Others also oppose Wright’s extreme Afro-centric approach.
“There are many Black people who were offended by his anti-American slurs, because we, as Black people have a vested interest in this great country. We came here as slaves, but it was our blood, sweat and tears that helped to build this country,” said Day Gardner, founder and president of the National Black Pro-Life Union in Washington. “I’m tired of being made to feel – by our own people sometimes, such as Rev. Wright – that we are disconnected from what we are. I am an American.”
Keyes said he does believe there is a consistency between Wright’s and Obama’s view of the world and what many of those supporting Obama believe – that “some kind of group solidarity is required because of skin color.”
“That is literally racism in the worst sense.
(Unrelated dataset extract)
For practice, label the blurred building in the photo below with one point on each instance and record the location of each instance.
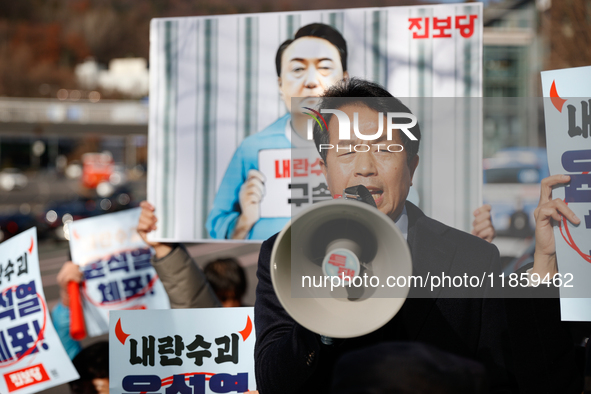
(128, 76)
(521, 39)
It takes a physical characteristic and pretends that it constitutes a community,” Keyes said. “Human communities are formed by common values, a common sense of justice.”
So amid all the controversy surrounding Wright and, more recently, his replacement at Trinity, the Rev. Otis Moss III, who seems equally committed to Black Liberation Theology, is there hope for common ground or even productive discussion of Christian values and race on the campaign trail?
“We must talk about these things honestly, openly, and with great intentionality,” Dr. Richard Land, president of The Ethics & Religious Liberty Commission of the Southern Baptist Convention, wrote in a recent column.
“We, as Americans, must work these things out. If we don’t, others with less hopeful and constructive agendas will work them out for us in less healing and far more hurtful ways,” he added.
Schenck quoted John Flavel: “Man’s extremity is God’s opportunity.”
“God can bring great good out of this otherwise negative ordeal,” he said, if people would examine their own beliefs in light of the Gospel. “The truth shall make you free. If people want to be free, they need to know the truth with a capital T. They need to hear Jesus and respond to him in all of this.”
Keyes agrees that the focus of the race talk must change.
“The thing I find interesting and a little disturbing as this discussion takes place about Christians and Black Liberation Theology and the Black Church is that there is so little talk about God and God’s Word and God’s will,” Keyes said. “We need to help people see through a lot of false rhetoric that the real issue isn’t about how black folks are treated or how white folks feel. The real issue is what is God’s will for all human beings. As we see that clearly, the rest falls into place.”